Это значит, они будут рвать старые газеты, и у нее в руках оказываются некрологи, и там, прямо под пальцами текст: «Агнес Маннинен, родилась в 1926, упокоилась с миром. Всеми любимая, скорбим». И три имени в ряд — трое ее детей, имя Магнара в самом низу, он самый молодой, жену зовут Лив Карин. Люкке пытается представить ее лицо, прическу, цвет волос, фигуру, смех, но это невозможно, есть только ее имя и больше ничего, а под ним, в самом нижнем ряду, где перечислены внуки, значатся пять имен, одно из них — Кайя. «Мы все скорбим». Учитель опирается ладонями на стол, несколько пальцев закрывают часть некролога. «Давайте попробуем сосредоточиться на том, что мы собираемся делать», — говорит он.

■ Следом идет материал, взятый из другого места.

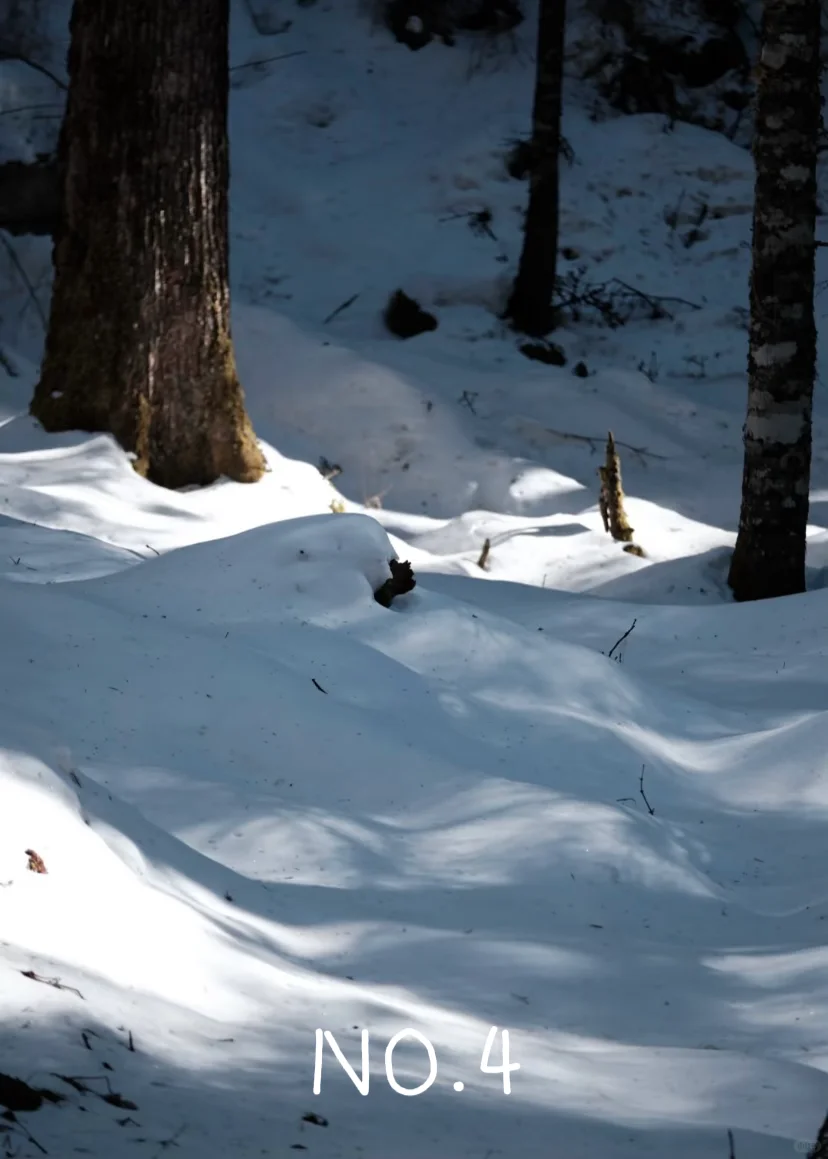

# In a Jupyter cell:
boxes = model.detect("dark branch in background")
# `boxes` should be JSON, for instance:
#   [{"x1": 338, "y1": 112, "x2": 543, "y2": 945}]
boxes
[
  {"x1": 638, "y1": 765, "x2": 655, "y2": 817},
  {"x1": 0, "y1": 51, "x2": 68, "y2": 93},
  {"x1": 230, "y1": 49, "x2": 307, "y2": 72},
  {"x1": 319, "y1": 455, "x2": 342, "y2": 481},
  {"x1": 607, "y1": 620, "x2": 638, "y2": 659},
  {"x1": 0, "y1": 229, "x2": 48, "y2": 330}
]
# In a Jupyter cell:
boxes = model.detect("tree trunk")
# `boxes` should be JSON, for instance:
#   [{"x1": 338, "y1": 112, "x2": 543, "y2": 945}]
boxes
[
  {"x1": 728, "y1": 0, "x2": 820, "y2": 600},
  {"x1": 31, "y1": 0, "x2": 264, "y2": 487},
  {"x1": 506, "y1": 0, "x2": 566, "y2": 338},
  {"x1": 808, "y1": 1118, "x2": 828, "y2": 1159}
]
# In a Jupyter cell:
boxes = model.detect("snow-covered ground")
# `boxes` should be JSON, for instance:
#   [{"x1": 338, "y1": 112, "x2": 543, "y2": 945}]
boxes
[{"x1": 0, "y1": 2, "x2": 828, "y2": 1159}]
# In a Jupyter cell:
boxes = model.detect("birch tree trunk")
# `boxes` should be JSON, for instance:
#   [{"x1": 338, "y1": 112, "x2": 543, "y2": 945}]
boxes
[
  {"x1": 728, "y1": 0, "x2": 820, "y2": 600},
  {"x1": 31, "y1": 0, "x2": 264, "y2": 487},
  {"x1": 506, "y1": 0, "x2": 566, "y2": 337}
]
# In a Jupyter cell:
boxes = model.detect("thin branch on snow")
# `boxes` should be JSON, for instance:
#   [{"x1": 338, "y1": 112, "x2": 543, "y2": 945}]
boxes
[
  {"x1": 20, "y1": 970, "x2": 86, "y2": 1001},
  {"x1": 230, "y1": 49, "x2": 307, "y2": 72},
  {"x1": 607, "y1": 620, "x2": 638, "y2": 659},
  {"x1": 322, "y1": 291, "x2": 359, "y2": 326},
  {"x1": 638, "y1": 765, "x2": 655, "y2": 817},
  {"x1": 528, "y1": 427, "x2": 668, "y2": 462}
]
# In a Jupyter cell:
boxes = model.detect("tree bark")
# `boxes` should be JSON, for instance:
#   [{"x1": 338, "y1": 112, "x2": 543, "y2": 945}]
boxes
[
  {"x1": 31, "y1": 0, "x2": 264, "y2": 487},
  {"x1": 808, "y1": 1118, "x2": 828, "y2": 1159},
  {"x1": 506, "y1": 0, "x2": 566, "y2": 338},
  {"x1": 728, "y1": 0, "x2": 820, "y2": 600}
]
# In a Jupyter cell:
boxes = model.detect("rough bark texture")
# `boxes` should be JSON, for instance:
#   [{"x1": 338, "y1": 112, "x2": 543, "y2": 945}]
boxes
[
  {"x1": 808, "y1": 1118, "x2": 828, "y2": 1159},
  {"x1": 729, "y1": 0, "x2": 820, "y2": 599},
  {"x1": 506, "y1": 0, "x2": 566, "y2": 337},
  {"x1": 31, "y1": 0, "x2": 264, "y2": 487}
]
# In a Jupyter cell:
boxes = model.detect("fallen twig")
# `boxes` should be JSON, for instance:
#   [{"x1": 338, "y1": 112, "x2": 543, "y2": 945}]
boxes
[
  {"x1": 528, "y1": 427, "x2": 667, "y2": 462},
  {"x1": 26, "y1": 850, "x2": 49, "y2": 873},
  {"x1": 612, "y1": 278, "x2": 702, "y2": 316},
  {"x1": 0, "y1": 229, "x2": 49, "y2": 330},
  {"x1": 230, "y1": 49, "x2": 307, "y2": 72},
  {"x1": 319, "y1": 455, "x2": 342, "y2": 482},
  {"x1": 607, "y1": 620, "x2": 638, "y2": 659},
  {"x1": 457, "y1": 391, "x2": 479, "y2": 415},
  {"x1": 20, "y1": 970, "x2": 86, "y2": 1001},
  {"x1": 638, "y1": 765, "x2": 655, "y2": 817},
  {"x1": 0, "y1": 52, "x2": 68, "y2": 93},
  {"x1": 322, "y1": 292, "x2": 359, "y2": 326}
]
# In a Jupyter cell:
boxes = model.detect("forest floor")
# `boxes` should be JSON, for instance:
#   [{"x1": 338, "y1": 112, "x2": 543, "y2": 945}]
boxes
[{"x1": 0, "y1": 2, "x2": 828, "y2": 1159}]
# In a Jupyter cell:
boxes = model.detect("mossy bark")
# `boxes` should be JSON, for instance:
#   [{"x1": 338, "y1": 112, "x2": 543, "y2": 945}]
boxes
[
  {"x1": 31, "y1": 0, "x2": 264, "y2": 487},
  {"x1": 728, "y1": 0, "x2": 820, "y2": 600},
  {"x1": 506, "y1": 0, "x2": 566, "y2": 338}
]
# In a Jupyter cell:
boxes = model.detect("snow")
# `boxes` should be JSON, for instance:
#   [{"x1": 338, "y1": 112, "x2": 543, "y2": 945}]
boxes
[{"x1": 0, "y1": 3, "x2": 828, "y2": 1159}]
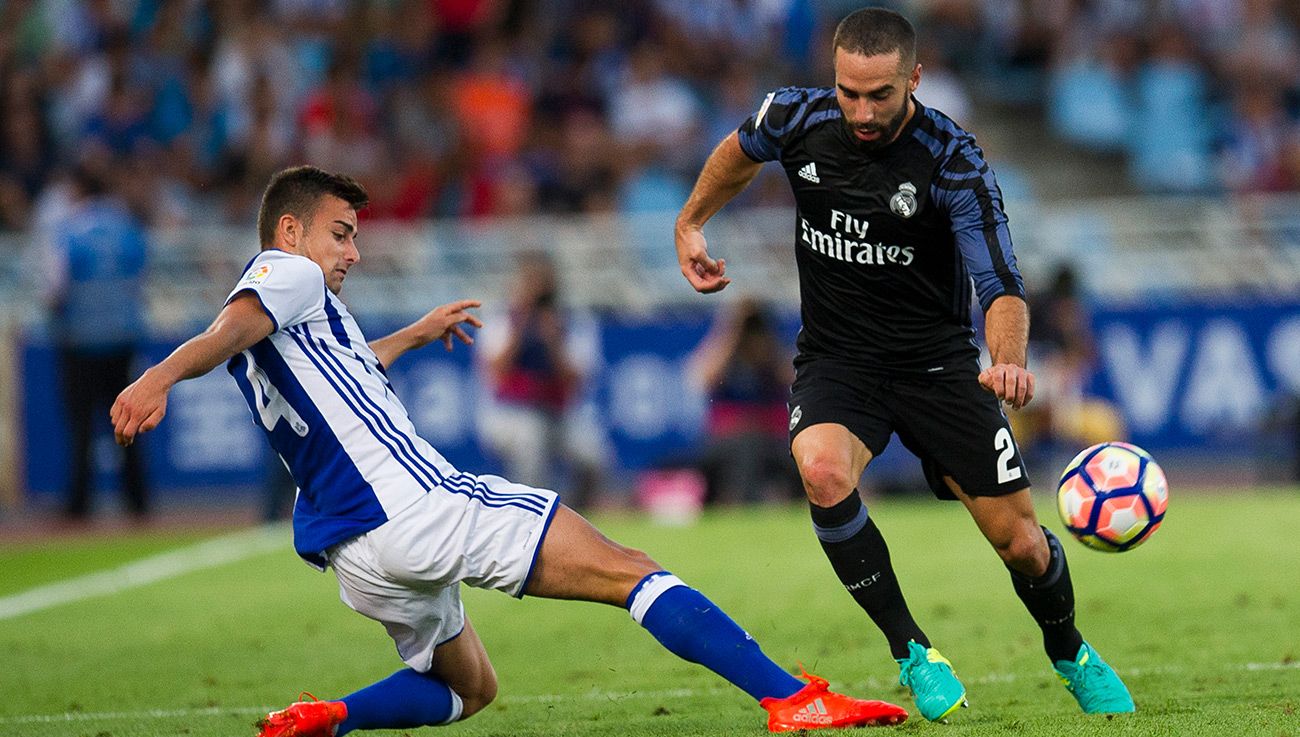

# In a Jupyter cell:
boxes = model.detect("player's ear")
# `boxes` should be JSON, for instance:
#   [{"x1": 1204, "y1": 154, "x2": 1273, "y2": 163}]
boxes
[{"x1": 276, "y1": 212, "x2": 303, "y2": 248}]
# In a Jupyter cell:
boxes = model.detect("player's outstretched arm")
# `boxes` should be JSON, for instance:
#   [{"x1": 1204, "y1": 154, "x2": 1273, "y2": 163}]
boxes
[
  {"x1": 979, "y1": 295, "x2": 1034, "y2": 409},
  {"x1": 676, "y1": 133, "x2": 763, "y2": 294},
  {"x1": 108, "y1": 292, "x2": 276, "y2": 446},
  {"x1": 369, "y1": 299, "x2": 484, "y2": 368}
]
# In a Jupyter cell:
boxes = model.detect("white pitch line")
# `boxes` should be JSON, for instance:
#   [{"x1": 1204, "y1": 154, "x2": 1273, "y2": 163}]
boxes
[
  {"x1": 0, "y1": 662, "x2": 1300, "y2": 724},
  {"x1": 0, "y1": 526, "x2": 287, "y2": 621}
]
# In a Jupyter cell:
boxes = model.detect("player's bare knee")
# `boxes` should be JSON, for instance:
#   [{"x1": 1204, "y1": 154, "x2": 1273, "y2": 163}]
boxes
[
  {"x1": 993, "y1": 533, "x2": 1050, "y2": 577},
  {"x1": 800, "y1": 456, "x2": 857, "y2": 507},
  {"x1": 623, "y1": 547, "x2": 663, "y2": 581},
  {"x1": 456, "y1": 668, "x2": 497, "y2": 719}
]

Потом, в конце урока, он возвращается, держа в руках маску Люкке — кривой слепок ее собственного лица, правая сторона обвисла, как у больного, которого хватил удар. «Это что, правда лучшее, что ты могла сделать?» — спрашивает он. Она не отвечает, она больная, у которой случился удар, у нее афазия, кто-то хихикает, а Малин наклоняется к учителю: «Нет смысла что-либо говорить, она немая».
Похороны уже на следующий день. Юна еще спит, когда Люкке встает утром, и ей не нужно врать про платье или про то, где ее школьный рюкзак. Она едва не опаздывает, автобус задержался — что-то с системой оплаты билетов, терминал вышел из строя, и в конце концов водитель сказал: «Проезд сегодня бесплатный». Она бежит бегом всю дорогу от остановки автобуса у здания администрации к церкви, платье слишком теплое и длинное. Она отыскивает место где-то сзади, пожилая дама в сером костюме долго пробирается вдоль рада, движения медленные, между колен она держит костыль. Кайя сидит на первом ряду. Забранные в хвост волосы покачиваются над воротником платья. Прошло всего полторы недели с тех пор, как они виделись в первый раз — на стадионе в Лэрдале. На отце костюм, голова склонилась, широкая шея. Люкке не хочет на него смотреть. Священник начинает свою речь о той, которая была ее бабушкой. Целая жизнь сжимается и укладывается в какие-то несколько минут, и все совершенно новое. Священник говорит: «В доме Агнес всякому находилось место — и малым детям, и взрослым, у нее было золотое сердце, думаю, мы все можем с этим согласиться». Одетая в серое дама кивает, достает из рукава носовой платок, и это уж совсем ни к чему. Священник говорит о болезни и привязанности, о силах, которые иссякли в конце концов, о памяти и о любви к Марко Маннинену, которого она встретила в Хельсинки после войны. Он так сильно любил ее, боготворил ее добродушный нрав, ее ослепительно-рыжие волосы.
Дама в сером ерзает на скамейке. Костыль скользит вниз по ноге. Неужели она смотрит на Люкке? На ее огненно-рыжие волосы? Священник говорит: «Как мы все знаем, Марко, к сожалению, рано ушел от нас, но он оставил трех прекрасных детей и пятерых не менее замечательных внуков. Для Агнес это все постепенно растворилось, и теперь свет погас, но мы, сидящие здесь, можем сохранить воспоминания и позволить им жить в наших сердцах».